By learning how to recognize these indicators, you will be better able to associate them with what is happening in your body and stay in control of your metabolic health.

Take note of what your body is telling you. 

Based on the above signs, it may help to reflect and take note of what your body is telling you.

 

Ideas for Getting in Tune With Your Body

The following list describes questions you can ask yourself to help be aware and stay in tune with your body.

Try going for a 30-minute walk after a meal. Reflect on how you felt after completing your walk.

  • Was it easy to get your pulse to slow down? (Can use an activity tracker if you have one, otherwise two fingers on your wrist works well.) Observe right after the walk and again 20 minutes later.
  • How did you feel after your walk? Did you feel exhilarated or tired?
  • How long did it take you to stop feeling tired?

 

How was your day?

  • Did you have any moments of high stress?
  • What induced the stress and how did you react?
  • Were you able to calm yourself down?
  • What could you try next time?

 

How did you feel after eating today?

  • Did you feel tired or experience feelings of fatigue or weakness?
  • What did you eat and how much did you eat?
  • Where were you eating? A desk, table, work, home?
  • Did you eat at a new time than usual?
  • Did you eat with anyone?
  • Reflect on what this could be telling you about your food choices.

 

How was your sleep last night?

  • Did you have to take many trips to the restroom?
  • How did you feel upon waking? Cheerful, well rested, groggy, or irritable?
  • Why do you think this is and how can you be better in tune with what your body is telling you from your sleep?

 

When is Your Body Telling You Something Good?

That’s right. Your body isn’t always communicating problems. Sometimes it’s telling you that you’re doing everything right.

For example, when you are eating a diet that keeps your glucose in a healthy range all day, you might feel like you have more energy. You might feel more cheerful. You might notice measurable physical differences — a smaller waist size, a lower A1C. When you are really in tune with your body and listening to what it is telling you, you can begin to make an educated guess about whether your glucose is in a healthy or unhealthy range.

You also should have a pretty good idea of how your own behavior might affect your blood glucose levels and whether they’re staying in a good range. For example, if you had a cinnamon roll for breakfast and weren’t able to go on your usual morning walk because you had a meeting – well, you can probably guess that your glucose is fairly high. Over time, you will tend to learn what behaviors help you stay in range.

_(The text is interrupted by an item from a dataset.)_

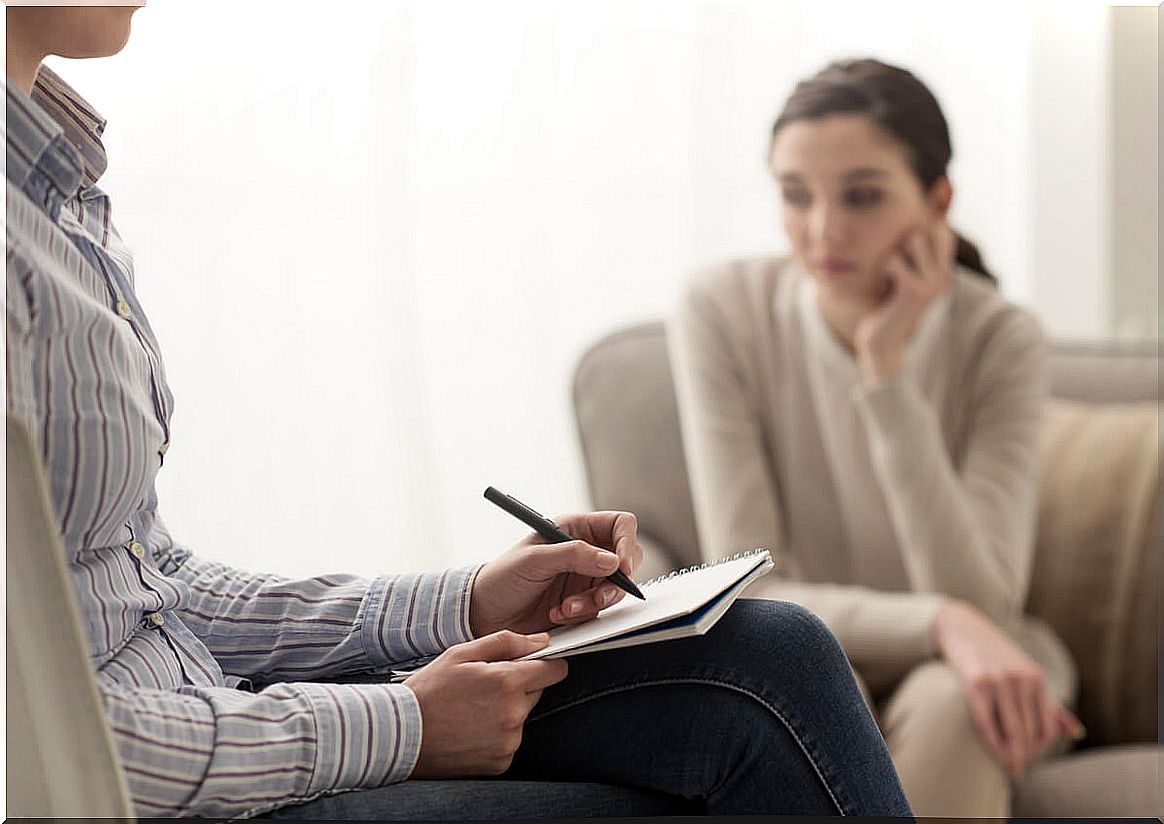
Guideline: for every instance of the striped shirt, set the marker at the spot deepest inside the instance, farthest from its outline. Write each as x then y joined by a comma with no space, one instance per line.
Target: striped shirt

And when you get really good at developing your behavioral awareness and reading the signals your body gives based on what you eat, how you move, what medications you’ve taken, how much sleep or stress you’ve experienced — you might even be able to stop using a continuous glucose monitor (CGM).

Of course, you shouldn’t hesitate to check your glucose levels with a fingerstick or blood glucose meter reading when needed. But “checking in” with your body can help you anticipate your physical needs and address them, too.

And then we’d end with this, which is already how we are ending:

Brainstorming about the above experiences can have a big impact on how you understand your body and the effects your type 2 diabetes has on it. Give it a go! And if something doesn’t feel right, you should always check with your health provider.